Code used: Although [27] provides code, it is incomplete and cannot be run directly. For instance, only the UNet architecture from [26] is specified in the code, not the cascaded network proposed in [27]. There are also known bugs in the GitHub repository (in GitHub issue #2) that prevent the pipeline from running. We used as much of the provided code as possible and reproduced other parts by following detailed descriptions in [27], as shown below.

Proxy network training: With no complete code available, we strictly followed the architecture in Tables 1 and 2 of [27] appendix, using 3 1x1 convolutions for pointwise ISP operations and 5 3x3 convolutions for areawise operations. We trained with the Adam optimizer, a learning rate of 1e-4, a batch size of 512, and 100 epochs, as recommended. Camera metadata was extracted from DNG files, as described in [27].

Training dataset: Since [27] does not release its dataset, we used the MIT-Adobe FiveK dataset, as in our method. Following Section 5 of [27], we used 1,000 raw images from FiveK and sampled 100 points for each ISP hyperparameter.

ISP hyperparameter optimization: After training the proxy neural network, we used it as a differential proxy to approximate the ISP pipeline. As in [27], we use the gradient flow through the proxy to directly optimize ISP hyperparameters, following [27]'s optimization details with the same Adam optimizer, same loss, same learning rate, and same iterations.

3.2 Implementation details for monolithic proxy [26]

Code used: [26] does not provide code, but [27] includes code for the UNet proxy used in [26]. We used this code for reproduction.

Proxy network training: The architecture uses a single UNet to approximate the ISP pipeline, with hyperparameters conditioned by concatenating extra planes to the features. We trained the proxy with the Adam optimizer, a learning rate of 1e-4, a batch size of 512, and 100 epochs.

The training set generation and first-order optimization method are the same as for [27].

3.3 Implementation details for CMAES [18]

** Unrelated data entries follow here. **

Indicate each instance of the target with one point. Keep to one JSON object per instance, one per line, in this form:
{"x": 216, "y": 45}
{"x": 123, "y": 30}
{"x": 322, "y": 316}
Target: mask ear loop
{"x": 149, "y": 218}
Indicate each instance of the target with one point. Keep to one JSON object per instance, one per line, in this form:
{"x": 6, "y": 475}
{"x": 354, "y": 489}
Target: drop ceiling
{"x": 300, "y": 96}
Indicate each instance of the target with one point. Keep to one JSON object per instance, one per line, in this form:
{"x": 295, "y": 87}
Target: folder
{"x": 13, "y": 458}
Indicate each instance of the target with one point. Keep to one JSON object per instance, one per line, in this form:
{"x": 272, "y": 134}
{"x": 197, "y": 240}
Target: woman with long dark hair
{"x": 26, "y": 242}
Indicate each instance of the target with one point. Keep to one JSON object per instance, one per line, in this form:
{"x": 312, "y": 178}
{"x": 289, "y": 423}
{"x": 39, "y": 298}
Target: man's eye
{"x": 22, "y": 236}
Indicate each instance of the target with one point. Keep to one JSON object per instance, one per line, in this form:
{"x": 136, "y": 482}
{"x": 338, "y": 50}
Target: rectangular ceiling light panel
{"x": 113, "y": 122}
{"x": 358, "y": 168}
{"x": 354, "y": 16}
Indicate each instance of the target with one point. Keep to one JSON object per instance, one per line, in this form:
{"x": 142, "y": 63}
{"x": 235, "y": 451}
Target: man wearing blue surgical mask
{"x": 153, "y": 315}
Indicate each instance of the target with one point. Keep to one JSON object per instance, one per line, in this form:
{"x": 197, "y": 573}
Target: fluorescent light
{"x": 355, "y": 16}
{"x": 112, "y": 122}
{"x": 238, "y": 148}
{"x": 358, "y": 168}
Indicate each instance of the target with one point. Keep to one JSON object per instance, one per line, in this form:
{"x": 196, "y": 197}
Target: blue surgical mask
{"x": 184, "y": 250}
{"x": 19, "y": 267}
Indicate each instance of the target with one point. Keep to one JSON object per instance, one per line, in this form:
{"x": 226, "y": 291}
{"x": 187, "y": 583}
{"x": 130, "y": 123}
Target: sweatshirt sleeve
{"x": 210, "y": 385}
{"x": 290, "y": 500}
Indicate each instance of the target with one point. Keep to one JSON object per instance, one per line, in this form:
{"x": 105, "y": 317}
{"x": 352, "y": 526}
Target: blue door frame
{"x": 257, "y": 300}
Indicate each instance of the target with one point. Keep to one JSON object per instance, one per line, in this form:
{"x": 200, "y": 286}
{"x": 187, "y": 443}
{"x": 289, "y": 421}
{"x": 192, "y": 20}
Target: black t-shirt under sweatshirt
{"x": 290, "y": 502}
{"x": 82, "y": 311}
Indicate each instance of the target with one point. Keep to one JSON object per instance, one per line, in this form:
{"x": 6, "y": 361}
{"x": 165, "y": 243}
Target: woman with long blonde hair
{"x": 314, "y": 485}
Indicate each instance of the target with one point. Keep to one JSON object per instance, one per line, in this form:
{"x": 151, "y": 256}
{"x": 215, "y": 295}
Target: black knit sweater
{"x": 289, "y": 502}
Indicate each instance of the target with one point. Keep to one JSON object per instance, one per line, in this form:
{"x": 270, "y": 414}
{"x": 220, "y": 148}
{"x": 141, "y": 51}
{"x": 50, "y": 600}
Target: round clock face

CMAES [9,18] is a zeroth order optimization method without a neural proxy. As [18] does not provide code, we implemented CMAES using the pymoo library, enabling parallel execution on multi-core CPUs and achieving reasonable performance. This baseline does not require training.

最终决定Accept (poster)

2024-09-25

After a robust rebuttal period, the paper has been assigned the following ratings: weak accept, borderline accept (2x), and borderline reject. Two reviewers increased their ratings during the rebuttal process. The main lingering concerns from the borderline reject review relate to the motivation/justification for the selected RL algorithm and the value of including additional evaluation with more random seeds. The ACs agree that addressing these issues would strengthen the paper but do not believe they are sufficient to warrant rejection given the other strengths, including the magnitude of improvement over other approaches. The authors are encouraged to take the reviews and the post-rebuttal discussion into consideration as they prepare the camera-ready copy.